On the Step Length Confounding in LLM Reasoning Data Selection

arXiv cs.CL / 4/9/2026

💬 OpinionIdeas & Deep AnalysisModels & Research

Key Points

  • The paper analyzes how common naturalness-based data selection for LLM reasoning datasets—ranking samples by average log probability—can mis-rank reasoning quality due to a newly identified “step length confounding” effect.
  • It shows the selection method systematically favors samples with more tokens per reasoning step because low-probability first tokens get diluted in longer steps, inflating average log probabilities.
  • The authors attribute the confounding to the low-probability first tokens at the start of each reasoning step, which dominate the average-log-probability metric in a length-dependent way.
  • To mitigate this, they propose ASLEC-DROP (removing first-token probabilities from the averaging) and ASLEC-CASL (causal debiasing regression to remove first-token confounding).
  • Experiments across four LLMs and five benchmarks indicate the proposed methods effectively reduce step length confounding and better align selection with intended reasoning quality.

Abstract

Large reasoning models have recently demonstrated strong performance on complex tasks that require long chain-of-thought reasoning, through supervised fine-tuning on large-scale and high-quality datasets.
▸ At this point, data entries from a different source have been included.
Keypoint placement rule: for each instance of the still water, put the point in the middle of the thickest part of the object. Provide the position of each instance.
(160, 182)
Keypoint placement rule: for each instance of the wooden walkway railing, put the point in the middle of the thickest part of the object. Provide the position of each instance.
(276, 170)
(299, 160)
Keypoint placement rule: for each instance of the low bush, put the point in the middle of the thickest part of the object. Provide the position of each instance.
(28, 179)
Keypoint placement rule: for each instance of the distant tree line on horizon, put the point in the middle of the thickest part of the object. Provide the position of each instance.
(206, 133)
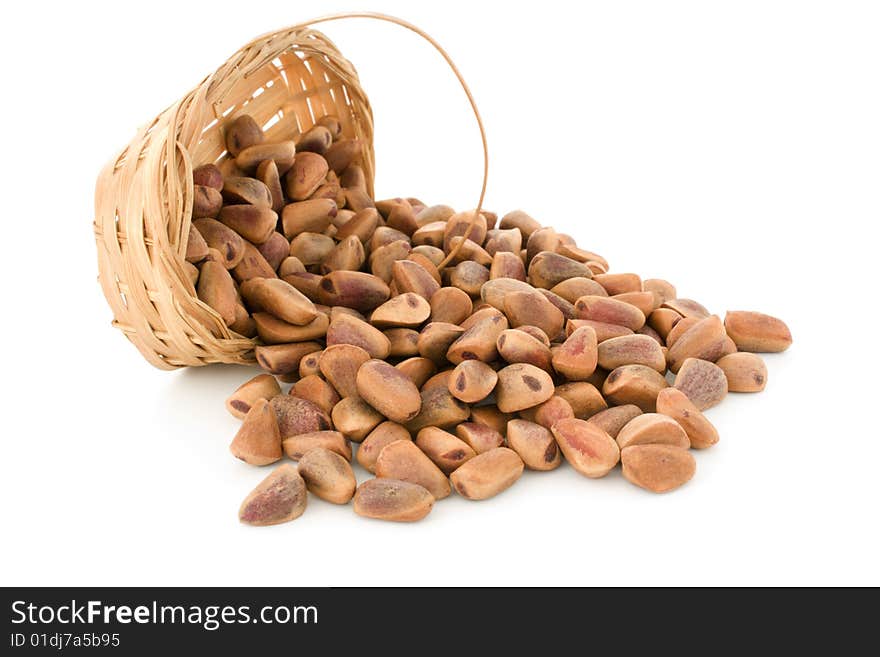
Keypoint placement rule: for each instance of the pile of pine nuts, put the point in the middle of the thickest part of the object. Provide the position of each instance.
(454, 349)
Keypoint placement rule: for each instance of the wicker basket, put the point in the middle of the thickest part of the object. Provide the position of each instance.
(286, 80)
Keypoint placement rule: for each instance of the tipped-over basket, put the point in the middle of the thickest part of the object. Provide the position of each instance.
(286, 81)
To construct such datasets, existing pipelines generate long reasoning data from more capable Large Language Models (LLMs) and apply manually heuristic or naturalness-based selection methods to filter high-quality samples. Despite the proven effectiveness of naturalness-based data selection, which ranks data by the average log probability assigned by LLMs, our analysis shows that, when applied to LLM reasoning datasets, it systematically prefers samples with longer reasoning steps (i.e., more tokens per step) rather than higher-quality ones, a phenomenon we term step length confounding. Through quantitative analysis, we attribute this phenomenon to low-probability first tokens in reasoning steps; longer steps dilute their influence, thereby inflating the average log probabilities. To address this issue, we propose two variant methods: ASLEC-DROP, which drops first-token probabilities when computing average log probability, and ASLEC-CASL, which applies a causal debiasing regression to remove the first tokens' confounding effect. Experiments across four LLMs and five evaluation benchmarks demonstrate the effectiveness of our approach in mitigating the step length confounding problem.